La escasez de billetes de alta denominación en Venezuela -que obliga a portar enormes fajos en las carteras- llevó al Banco Central a abrir una licitación para adquirir papel de impresión de circulante.

El organismo convocó a un concurso internacional en busca de una empresa con "capacidad propia y disponibilidad para el suministro de papel" para imprimir billetes de 50 y 100 bolívares; que son los que más escasean.

En un país de inflación galopante, la gente lleva en sus bolsillos grandes fajos, a menudo de baja denominación, y gasta tiempo en contarlos en tiendas, supermercados y bancos.

A falta de billetes de 50 y 100 bolívares, una persona, por ejemplo, debe usar los de 5 y de 10 para comprar un periódico (100 bolívares) o adquirir un kilo de papas (300 bolívares).

La escasez de billetes de 50 y 100 se acentuó en las últimas semanas a raíz de las distorsiones que provoca la alta inflación que en 2014 alcanzó el 68,5% (última cifra oficial).

Cálculos independientes estiman, sin embargo, que el costo de vida en Venezuela está en tres dígitos, al superar una tasa anualizada de 100%.

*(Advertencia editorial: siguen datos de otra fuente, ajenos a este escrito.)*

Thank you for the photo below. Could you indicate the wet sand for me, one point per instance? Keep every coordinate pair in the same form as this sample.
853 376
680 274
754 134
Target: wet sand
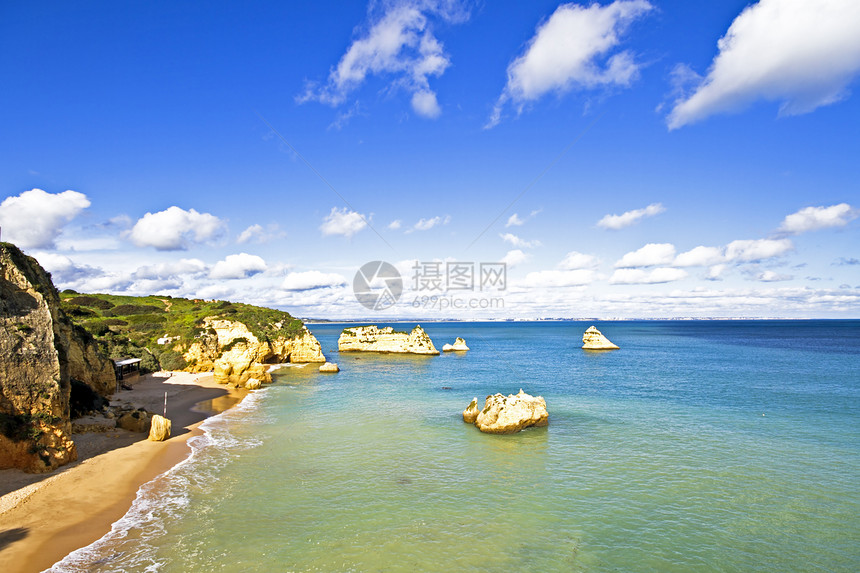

En Venezuela se estableció un férreo control cambiario en 2003, que actualmente da lugar a cuatro tipos de cambio, de los cuales el del mercado negro es 110 veces mayor a la tasa oficial más barata de 6,30 bolívares por dólar.

Además, el gobierno monopoliza las divisas en el país, que obtiene el 96% de estas del petróleo e importa al menos el 50% de los alimentos que consume.

Los bancos están limitando los retiros de las cuentas a 40.000 o 20.000 bolívares y eso tiene irritada a mucha gente que se queja porque les están limitando el acceso a sus ahorros.